Since more than 50% of HNC patients do not return to work due to their cancer and the side effects of treatment, 54 private insurance may be unattainable for many AYAs, and those who have private insurance through employment could lose coverage or more find it difficult to obtain adequate health coverage. 57 If these patients become disabled and are unable to return to work due to their cancer treatment and cannot afford private insurance, then there need to be interventions designed to optimize survivorship, thus closing the disparity gap between those with private insurance and those uninsured or on Medicaid.
This study has several limitations. First, given the retrospective nature of the SEER database, causal inferences could not be made. Furthermore, although being the largest population cancer database in the United States, SEER does not include common risk factors of HNC such as alcohol/tobacco use and HPV status. Individual patient income and level of education are also not available in the SEER database.

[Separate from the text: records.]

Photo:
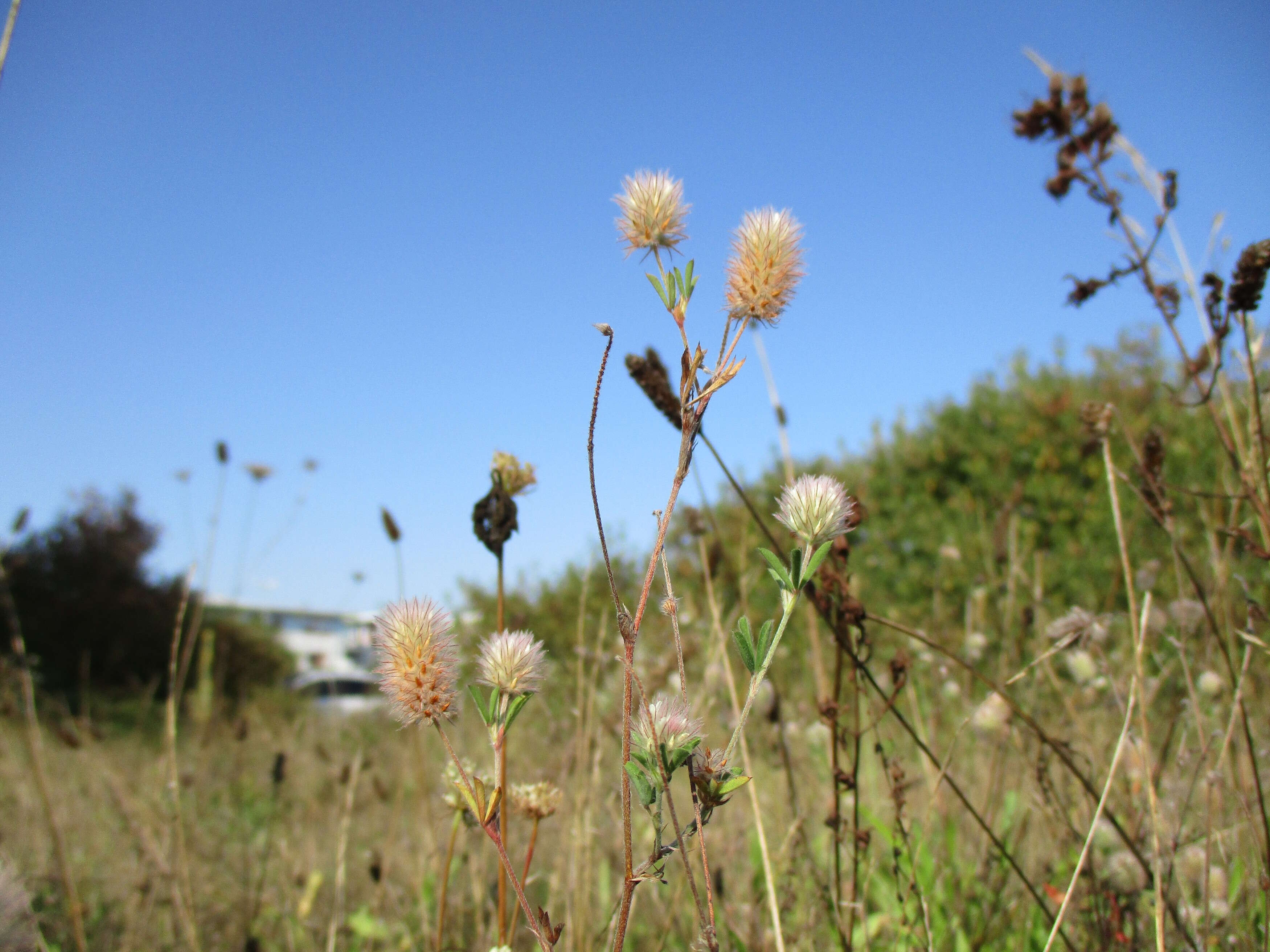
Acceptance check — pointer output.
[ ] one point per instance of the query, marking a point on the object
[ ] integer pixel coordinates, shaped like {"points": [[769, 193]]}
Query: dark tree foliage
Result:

The small sample size in this study due to the rarity of HNC in young adults also limits the power of the analysis. The insurance variable was also only recently added to the SEER database (2007), further limiting our ability to analyze trends associated with insurance status and survivorship for earlier years, or for older data available through SEER. Also, any potential change in insurance status in the continuum of care is not captured in the SEER database, so we are unable to describe the potential effect of change in insurance status on cancer survivorship. SEER also does not have information on job or employment status of patients, which is also associated with possession of health employer-based private insurance. 57
Notwithstanding these limitations, this study does make a valuable contribution to HNC literature. Our findings show a significant relationship between health insurance status and HNC survivorship in the AYA population, highlighting a nonclinical factor that could significantly impact survivorship as well as quality of life of AYAs with HNC. This study also lends credence to past work that there is a strong, independent relationship between insurance status and risk of death due to cancer for AYA patients with cancer.58,59
In conclusion, our study showed that survival did not differ among the AYA HNC population based on age of diagnosis. However, we described the impact of health insurance status on survival, and highlighted survival disparity in the uninsured/Medicaid-dependent AYA HNC population. Since the lack of health insurance is a major issue in the AYA population, 44 it is critical that future interventions target cost-effective care in this population. With potential repeal of the Affordable Care Act and loss of the mandate to cover young adults until 26 years on their parent's health insurance, we may see worse cancer outcomes in the AYA population. In the meantime, efforts should be made to improve access to care and survivorship in the AYA HNC population irrespective of health insurance status. This is probably the most important step in closing the health insurance-dependent survival disparity gap that currently exists in the AYA HNC population.
Footnotes
Author Disclosure Statement
No competing financial interests exist.